When a user has a computing need, the client circuit calculates the result and generates the relevant ZK Proof proof, and sends a computing request to Brevis coChain through the on-chain smart contract. After listening to the request, AVS verifies the correctness of the calculation, and after passing, the relevant data is packaged and compressed and sent to the Ethereum mainnet, and the correctness of the result is asserted. In the next period of time, like other optimistic verification schemes, it will enter the challenge period, when the challenger can submit the corresponding ZK fraud proof to object to a certain result and strive to confiscate the evildoer. After the confiscation period, AVS will use the callback of the target contract through the on-chain contract to complete the subsequent operations. Considering that most of the topics of privacy computing consider how to trust through mathematics, I would like to call this scheme optimistic trustlessness.

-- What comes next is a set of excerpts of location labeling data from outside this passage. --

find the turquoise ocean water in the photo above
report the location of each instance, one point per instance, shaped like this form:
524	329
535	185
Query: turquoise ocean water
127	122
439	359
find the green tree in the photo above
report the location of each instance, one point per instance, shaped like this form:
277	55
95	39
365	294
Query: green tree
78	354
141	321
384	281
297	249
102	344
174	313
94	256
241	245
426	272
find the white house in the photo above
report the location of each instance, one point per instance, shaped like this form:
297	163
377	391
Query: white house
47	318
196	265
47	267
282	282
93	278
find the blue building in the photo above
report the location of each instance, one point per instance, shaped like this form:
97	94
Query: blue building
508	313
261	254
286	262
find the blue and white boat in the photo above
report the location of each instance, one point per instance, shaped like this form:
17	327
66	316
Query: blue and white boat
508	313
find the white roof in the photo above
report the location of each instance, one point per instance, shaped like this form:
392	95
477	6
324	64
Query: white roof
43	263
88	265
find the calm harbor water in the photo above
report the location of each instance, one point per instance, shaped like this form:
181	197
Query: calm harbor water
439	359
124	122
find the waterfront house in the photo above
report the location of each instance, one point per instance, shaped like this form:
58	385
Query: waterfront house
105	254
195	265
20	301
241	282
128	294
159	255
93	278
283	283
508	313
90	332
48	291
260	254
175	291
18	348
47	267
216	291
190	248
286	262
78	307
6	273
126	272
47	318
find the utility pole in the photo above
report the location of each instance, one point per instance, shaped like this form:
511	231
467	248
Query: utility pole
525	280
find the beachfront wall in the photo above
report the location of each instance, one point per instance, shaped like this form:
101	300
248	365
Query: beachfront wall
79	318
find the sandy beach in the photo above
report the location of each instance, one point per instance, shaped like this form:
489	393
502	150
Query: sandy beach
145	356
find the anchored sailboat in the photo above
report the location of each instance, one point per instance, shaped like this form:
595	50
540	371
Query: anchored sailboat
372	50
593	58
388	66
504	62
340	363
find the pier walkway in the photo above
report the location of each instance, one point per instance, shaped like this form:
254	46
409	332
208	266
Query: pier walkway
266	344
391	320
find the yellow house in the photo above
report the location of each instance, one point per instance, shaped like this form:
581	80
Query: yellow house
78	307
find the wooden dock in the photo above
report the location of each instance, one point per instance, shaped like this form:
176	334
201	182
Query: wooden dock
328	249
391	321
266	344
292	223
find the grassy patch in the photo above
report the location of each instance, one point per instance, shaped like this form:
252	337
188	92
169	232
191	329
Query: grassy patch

Similarly, Lagrange and Automata must have gone through the same mental journey, and finally turned to launch an optimistic trustless solution using AVS. The advantage of this solution is that it greatly reduces the verification cost. Because in the process of obtaining the correct result, it is no longer necessary to verify the calculation on the chain with high cost, and instead optimistically trust the processing results of the consensus layer of EigenLayer and the security brought by ZK fraud proof. Of course, the shift from trust in mathematics to trust in human nature will definitely face some challenges in the field of Web3. But I think this is an acceptable result compared to the practicality it brings. Moreover, this solution will effectively break the constraints of verification costs on the promotion of usage scenarios. I believe that many more interesting products will be launched soon.
This solution also has a demonstration effect for other privacy computing track products. Considering that this track is still in the blue ocean stage, it should be more conducive to the promotion of the new paradigm compared to the fiercely competitive rollup-related track. I believe that the AVS ecosystem will be the first to usher in the outbreak of the privacy computing track. Since the author is not related to cryptography, there are inevitably omissions in the writing process, and I hope experts will correct me.